Born in 1931 to an entrepreneurial family in Bochum, Ingeborg Kracht began training in 1948 in the studio of theater, architecture and advertising photographer Grete Hamer in Bochum. She developed her own matter-of-fact photographic style and completed numerous assignments at Hamer’s studio until 1954. She created industrial and landscape portraits of the Ruhr region, as well as portraits of actors and actresses from the Bochum theater. Ingeborg Kracht then studied photography at the Folkwang School in Essen under Bauhaus student Werner Graeff. Through the mediation of her friend Marlene Schneyder, who had been working as an advertising photographer for the Braun company since 1955, she spent a few months in 1957 at Mediacolor in Darmstadt becoming familiar with the emerging field of color photography. Nevertheless, she always preferred black-and-white photography.

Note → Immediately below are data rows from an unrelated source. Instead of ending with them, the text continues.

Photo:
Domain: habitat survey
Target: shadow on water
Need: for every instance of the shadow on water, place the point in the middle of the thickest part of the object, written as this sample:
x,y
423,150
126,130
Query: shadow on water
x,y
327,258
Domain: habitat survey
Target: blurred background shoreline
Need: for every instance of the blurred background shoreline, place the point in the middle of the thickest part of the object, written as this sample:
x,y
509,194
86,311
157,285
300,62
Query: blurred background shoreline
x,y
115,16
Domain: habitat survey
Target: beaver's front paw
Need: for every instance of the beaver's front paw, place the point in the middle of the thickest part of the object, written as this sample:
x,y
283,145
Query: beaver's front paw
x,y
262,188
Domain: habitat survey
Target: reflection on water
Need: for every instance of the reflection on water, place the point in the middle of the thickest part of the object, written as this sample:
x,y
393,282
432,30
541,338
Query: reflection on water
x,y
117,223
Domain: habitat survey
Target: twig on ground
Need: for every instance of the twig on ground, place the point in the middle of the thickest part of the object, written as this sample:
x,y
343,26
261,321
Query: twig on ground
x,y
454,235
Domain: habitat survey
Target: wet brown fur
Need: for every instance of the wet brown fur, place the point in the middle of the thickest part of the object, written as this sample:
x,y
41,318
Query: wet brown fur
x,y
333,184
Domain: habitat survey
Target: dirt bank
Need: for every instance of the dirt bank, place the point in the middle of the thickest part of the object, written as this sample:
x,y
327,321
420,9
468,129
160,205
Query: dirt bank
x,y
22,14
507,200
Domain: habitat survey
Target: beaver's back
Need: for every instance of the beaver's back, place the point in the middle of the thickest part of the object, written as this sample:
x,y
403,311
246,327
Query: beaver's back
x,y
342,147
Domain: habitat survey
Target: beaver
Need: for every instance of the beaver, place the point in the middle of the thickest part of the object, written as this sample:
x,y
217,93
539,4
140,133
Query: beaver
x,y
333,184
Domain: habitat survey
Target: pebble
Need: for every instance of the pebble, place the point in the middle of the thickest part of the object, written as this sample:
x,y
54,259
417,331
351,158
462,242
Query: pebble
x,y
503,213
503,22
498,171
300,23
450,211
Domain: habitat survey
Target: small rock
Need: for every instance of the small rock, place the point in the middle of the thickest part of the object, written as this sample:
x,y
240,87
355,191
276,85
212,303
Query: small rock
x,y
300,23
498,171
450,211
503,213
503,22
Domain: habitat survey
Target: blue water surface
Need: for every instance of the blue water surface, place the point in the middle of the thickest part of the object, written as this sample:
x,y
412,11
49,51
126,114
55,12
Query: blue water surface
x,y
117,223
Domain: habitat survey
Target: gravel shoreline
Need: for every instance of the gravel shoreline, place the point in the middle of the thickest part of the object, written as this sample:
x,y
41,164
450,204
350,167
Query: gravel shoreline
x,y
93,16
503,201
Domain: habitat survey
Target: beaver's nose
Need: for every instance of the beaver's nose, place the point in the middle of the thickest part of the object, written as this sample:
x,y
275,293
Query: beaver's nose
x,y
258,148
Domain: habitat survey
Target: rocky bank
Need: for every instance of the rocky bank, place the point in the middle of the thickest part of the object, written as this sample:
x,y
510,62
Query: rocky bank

In the same year, together with Marlene Schneyder, she worked for the first time as a photographer for the Braun company at the International Building Exhibition in Berlin. She was subsequently hired on a permanent basis in the “Advertising & Design” department on September 1, 1957. A year later, the two female photographers travel to the World Exhibition in Brussels on behalf of Braun. After Schneyder and other colleagues left the company, Ingeborg Kracht, together with Wilfried Indinger, Ulf Beckert and Pit Schumann, continued the objective advertising photography in 1958/59, which convincingly conveyed the new Braun design. In 1963, she ended her employment with Braun and traveled through South Africa for six months. In the years that followed, she took freelance photographs for Braun, but also for Vitsoe, and documented the exhibitions of Dieter Rams, to whom she had been married since December 1967. In the new permanent exhibition of Dieter Rams at the Museum Angewandte Kunst in Frankfurt am Main, which has been on display since May, photographic works by Ingeborg Kracht-Rams for Braun and Vitsoe are also on display for the first time.